# So... how does weather affect dove activity?



## dawgvet (Aug 28, 2017)

Our hunting club has planted a large field in sunflowers and I was looking for some insight. With the hurricane blowing in over the next few days, I was wondering how weather affects dove flying activity? I'm new to dove hunting and was wondering if hunting in rainy, cloudy, windy weather was worth it for Opening Day?   Monday in north Georgia looks to be a little better bet. 

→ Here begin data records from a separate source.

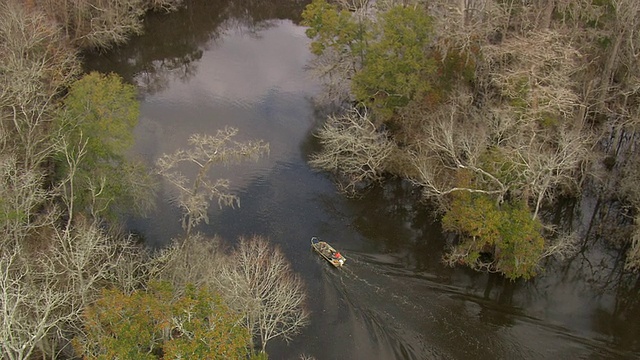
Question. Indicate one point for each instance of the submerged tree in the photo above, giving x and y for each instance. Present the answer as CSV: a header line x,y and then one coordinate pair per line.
x,y
258,283
194,196
353,149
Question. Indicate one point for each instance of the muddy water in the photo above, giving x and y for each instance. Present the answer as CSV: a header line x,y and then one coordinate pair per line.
x,y
221,63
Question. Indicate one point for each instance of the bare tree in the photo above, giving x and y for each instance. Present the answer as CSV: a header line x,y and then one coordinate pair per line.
x,y
258,282
36,64
194,196
32,307
193,260
353,147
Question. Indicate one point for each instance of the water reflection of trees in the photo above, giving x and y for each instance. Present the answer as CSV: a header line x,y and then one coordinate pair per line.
x,y
174,43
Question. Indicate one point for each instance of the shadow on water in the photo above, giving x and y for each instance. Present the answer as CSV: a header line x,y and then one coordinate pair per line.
x,y
224,63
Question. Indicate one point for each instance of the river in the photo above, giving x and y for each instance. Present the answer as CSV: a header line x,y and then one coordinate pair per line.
x,y
242,64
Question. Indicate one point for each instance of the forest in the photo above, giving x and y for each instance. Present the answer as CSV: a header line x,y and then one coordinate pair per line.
x,y
74,283
497,110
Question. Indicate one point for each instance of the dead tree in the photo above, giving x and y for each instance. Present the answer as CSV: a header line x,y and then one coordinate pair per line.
x,y
194,196
259,283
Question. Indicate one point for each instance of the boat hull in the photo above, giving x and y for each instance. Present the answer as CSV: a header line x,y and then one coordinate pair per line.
x,y
327,252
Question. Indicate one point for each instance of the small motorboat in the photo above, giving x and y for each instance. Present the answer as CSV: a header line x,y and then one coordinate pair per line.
x,y
328,252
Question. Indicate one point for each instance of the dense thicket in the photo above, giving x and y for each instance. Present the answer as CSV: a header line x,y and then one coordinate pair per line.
x,y
495,109
72,283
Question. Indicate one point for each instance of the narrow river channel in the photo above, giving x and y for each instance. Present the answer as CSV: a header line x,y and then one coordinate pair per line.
x,y
242,64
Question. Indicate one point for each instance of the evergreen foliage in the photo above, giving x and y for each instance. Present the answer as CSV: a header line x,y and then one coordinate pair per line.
x,y
162,324
98,118
498,238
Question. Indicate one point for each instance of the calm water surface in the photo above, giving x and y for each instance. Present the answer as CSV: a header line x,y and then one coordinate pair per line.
x,y
241,64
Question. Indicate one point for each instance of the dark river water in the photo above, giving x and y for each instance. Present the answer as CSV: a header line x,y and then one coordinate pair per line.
x,y
242,64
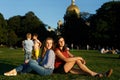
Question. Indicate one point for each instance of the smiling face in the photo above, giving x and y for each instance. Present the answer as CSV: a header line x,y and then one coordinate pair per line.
x,y
61,42
49,44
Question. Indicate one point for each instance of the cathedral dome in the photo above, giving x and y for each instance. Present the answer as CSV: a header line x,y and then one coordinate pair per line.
x,y
72,8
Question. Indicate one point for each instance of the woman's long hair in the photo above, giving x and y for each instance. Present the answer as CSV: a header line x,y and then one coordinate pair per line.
x,y
43,48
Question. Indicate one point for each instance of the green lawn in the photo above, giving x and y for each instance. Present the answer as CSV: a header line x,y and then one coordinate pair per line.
x,y
11,58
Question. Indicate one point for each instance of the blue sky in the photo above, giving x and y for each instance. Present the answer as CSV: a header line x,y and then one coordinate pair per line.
x,y
49,11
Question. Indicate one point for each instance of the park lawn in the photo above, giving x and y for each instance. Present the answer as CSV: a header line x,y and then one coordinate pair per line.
x,y
11,58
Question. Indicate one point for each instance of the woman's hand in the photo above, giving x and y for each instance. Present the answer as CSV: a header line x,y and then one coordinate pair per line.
x,y
81,59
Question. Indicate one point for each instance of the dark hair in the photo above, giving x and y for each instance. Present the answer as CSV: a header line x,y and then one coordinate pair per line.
x,y
43,46
57,43
35,34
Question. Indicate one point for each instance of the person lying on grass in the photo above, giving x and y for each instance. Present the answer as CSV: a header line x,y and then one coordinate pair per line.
x,y
45,67
65,62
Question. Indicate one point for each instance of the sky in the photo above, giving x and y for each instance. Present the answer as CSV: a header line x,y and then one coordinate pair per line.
x,y
48,11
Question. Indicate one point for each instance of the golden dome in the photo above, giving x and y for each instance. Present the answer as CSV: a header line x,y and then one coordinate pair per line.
x,y
73,7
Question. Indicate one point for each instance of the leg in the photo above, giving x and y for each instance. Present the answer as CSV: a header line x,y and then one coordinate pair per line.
x,y
39,69
68,66
85,69
76,71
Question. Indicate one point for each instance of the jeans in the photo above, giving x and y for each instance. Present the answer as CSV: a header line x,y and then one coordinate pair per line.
x,y
39,69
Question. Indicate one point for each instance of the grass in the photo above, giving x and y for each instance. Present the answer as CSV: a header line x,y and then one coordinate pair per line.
x,y
11,58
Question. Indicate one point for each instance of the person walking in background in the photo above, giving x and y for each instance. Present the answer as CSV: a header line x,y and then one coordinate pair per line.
x,y
27,47
37,45
65,62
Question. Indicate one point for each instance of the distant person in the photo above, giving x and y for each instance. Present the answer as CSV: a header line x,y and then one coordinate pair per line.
x,y
37,45
65,62
28,47
45,67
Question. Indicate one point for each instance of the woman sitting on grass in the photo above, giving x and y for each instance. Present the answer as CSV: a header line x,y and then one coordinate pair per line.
x,y
47,63
65,62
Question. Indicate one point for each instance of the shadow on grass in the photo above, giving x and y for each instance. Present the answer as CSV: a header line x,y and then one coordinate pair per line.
x,y
5,67
108,57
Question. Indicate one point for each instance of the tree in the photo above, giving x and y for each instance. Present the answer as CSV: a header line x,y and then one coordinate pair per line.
x,y
3,30
105,24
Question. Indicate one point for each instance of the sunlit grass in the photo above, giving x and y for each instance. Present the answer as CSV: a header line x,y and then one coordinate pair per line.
x,y
11,58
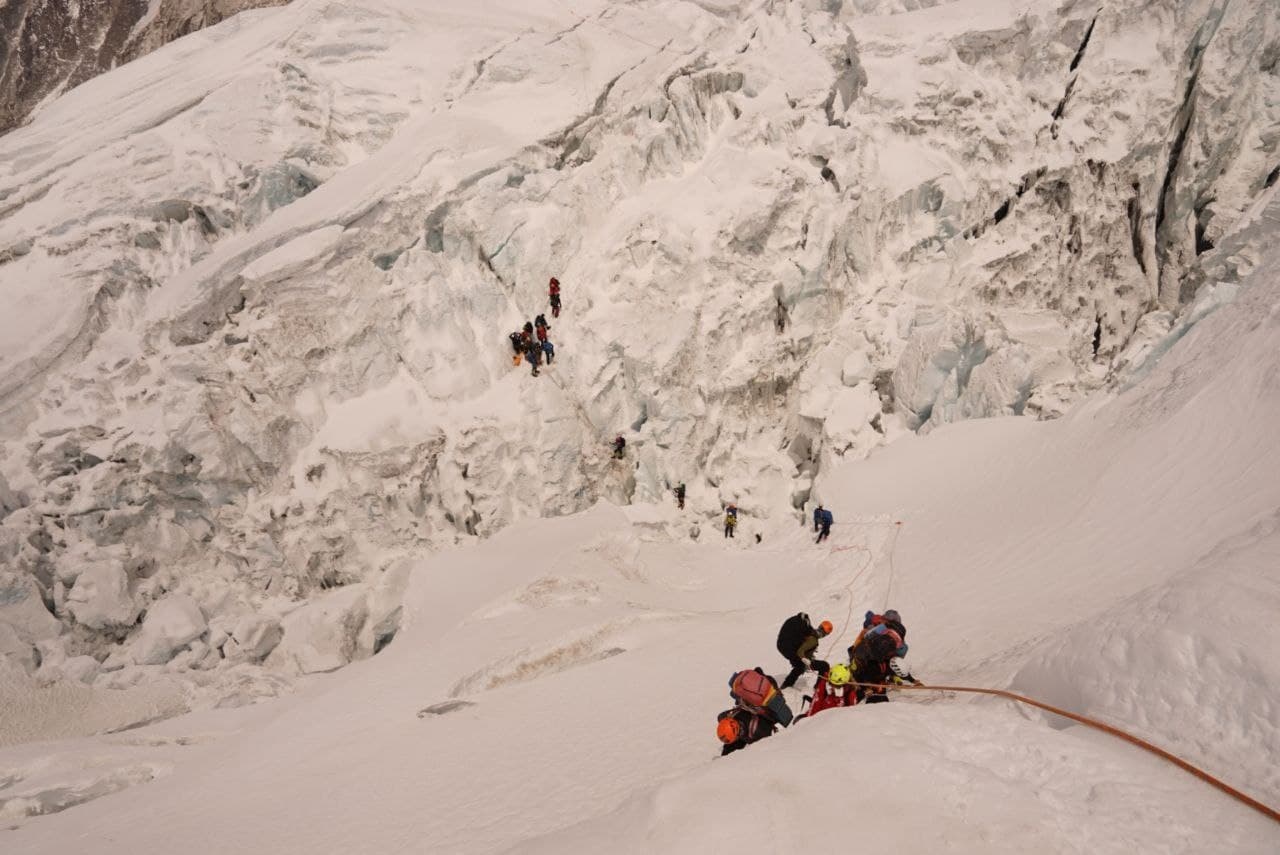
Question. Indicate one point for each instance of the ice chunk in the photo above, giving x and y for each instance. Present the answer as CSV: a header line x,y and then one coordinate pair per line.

What are your thoughts on any adjustments to hunting plans on private dove fields?


----------



## casey0802 (Aug 29, 2017)

best shoot I ever had was when a hurricane was here.... blowing rain and wind 45 mph.  As long as you can cut the sunflowers before the rain you should be good..


----------



## GLS (Aug 29, 2017)

Last season, we had the tropical system and Matthew clean the field of doves.  We later had some decent shoots as time went by but the effect was negative.  Gil


----------



## frankwright (Aug 29, 2017)

Cloudy,overcast and even rainy days have always had our birds flying much better than high,bright skies.


----------



## Powerline (Aug 29, 2017)

My concern right now is seed that I have already cut getting wet for three straight days. I don't have much still standing left to cut.


----------



## Souhternhunter17 (Aug 29, 2017)

Powerline said:


> My concern right now is seed that I have already cut getting wet for three straight days. I don't have much still standing left to cut.



Same problem ^^^^


----------



## casey0802 (Aug 29, 2017)

southernhunter17..... any fields close to us that you know of to hunt 2nd weekend,


----------



## Souhternhunter17 (Aug 29, 2017)

Casey0802, If your willing to drive and deal with the crowd the Redlands WMA fields are  open to the public on the second weekend. Stopped by there the other day and they had a lot of birds. We used to tear them up every year there on the opener (quota) and the second weekend as well. I know of a guy who's holding an opening day and Labor Day shoot on 100 acres Millet harvested for seed in Madison county for 60$, and 100$ for the season. PM me if you are interested and I can shoot you info.


----------